Lonely Planet Mexico writes of Queretaro: ‘the rather frantic outskirts with their busy freeways can give a misguided first impression.’ Spot on. After a tranquil, rural ride from San Miguel de Allende, the sprawling environs of a city of 3/4 million people brought home how un-cycle friendly urban environments can be. The draining experience of entering another medium sized place on a multi-lane freeway reinforced my wish to go the remaining 200km into Mexico City by bus. A cheating option, maybe, but it’s no fun cycling along freeways believe me.
Lonely Planet also says of Queretaro: ‘the city’s large, historic heart is characterised by charming pedestrian streets, stunning plazas and interesting churches.’ Spot on again. Once we had met our new couchsurfing host, Fernanda and pumped up to her house on our bikes which is high above the city, the nice part of Queretaro was revealed.
Fernanda showed us round on Sunday night, on the eve of Valentine’s Day. The city’s plazas were buzzing with street theatre, musicians, balloon sellers and even an orchestra with a throng of couples dancing cheek to cheek (all of them of a certain mature age). The dancing takes place every weekend and it was a truly heartwarming thing to watch. Call me a slushy romantic but it was one of my favourite scenes so far on our trip. Good, clean, innocent fun.

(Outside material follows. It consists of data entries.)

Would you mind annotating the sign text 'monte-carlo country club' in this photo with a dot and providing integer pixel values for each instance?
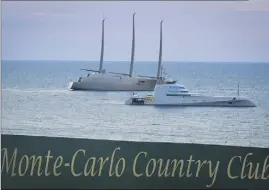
(17, 164)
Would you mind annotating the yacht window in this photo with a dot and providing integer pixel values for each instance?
(178, 95)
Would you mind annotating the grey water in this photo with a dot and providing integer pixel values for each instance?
(36, 101)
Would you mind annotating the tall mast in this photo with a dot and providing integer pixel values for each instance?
(102, 47)
(160, 52)
(133, 48)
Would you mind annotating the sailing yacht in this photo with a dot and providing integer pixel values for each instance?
(175, 94)
(100, 80)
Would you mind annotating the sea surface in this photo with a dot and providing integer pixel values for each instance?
(36, 101)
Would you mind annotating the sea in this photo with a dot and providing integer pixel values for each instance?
(36, 101)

Every plaza in Queretaro has a different vibe – there is the Plaza de los Perritos (a fountain in the centre spews water from the mouths of statues of little dogs, hence the name) where the young-uns hang out, and other places for the oldies, the intellectuals, etc. Each one has a unique ambiance which was great to stroll around, even on a Sunday.
Fernanda was wonderful – showing us round, allowing us to hang our in her house while she went to work, treating us like old pals. She is a very interesting person, working for an environmental consultancy in Queretaro managing clean-up contracts for industrial clients. She studied in Europe and wrote a thesis on the ability of the urban poor to tap into global streams of finance such as the UN’s Clean Development Mechanism. Apparently there is a project in Bangladesh where trash pickers have been able to gain carbon credits in this way. She spent some time with an NGO in Peru with trash pickers and her experiences there, and her hopes for future work combining environmental and social goals kept us fascinated for hours.
In history, Queretaro played an important role as here disaffected criollos plotted to free Mexico from Spanish rule in the early 19th Century. Miguel Hidalgo was one of the conspirators who met in secret at the home of the district administrator at the invitation of his rebellious wife – Josefa Ortiz. When the conspiracy was discovered Josefa managed to get word out to Miguel Hidalgo who then issued his ‘Grita de la Independencia’ in Dolores.
In 1917 the Mexican constitution was drawn up in the city, and in 1929 the PRI was organised here – the party that was to dominate Mexican politics for the rest of the 20th Century (finally losing power to the PAN in 2000). Fernanda told us that she believes Mexican people are quite pragmatic about this period in their history, and that they are proud that the century following the Mexican Revolution (1910-20) has been a peaceful one. This is something that a lot of other countries in Central and South America cannot claim, having suffered from civil strife, military dictatorships and less democratic representation than Mexico’s one party rule under the PRI.
One of the most prominent features of Queretaro is its enormous aqueduct, consisting of 75 arches, each 20 metres wide with a total length of 1,280 metres, and average height of 23 metres. It was built between 1726 and 1738 at the request of some nuns to bring water to the residents of the city.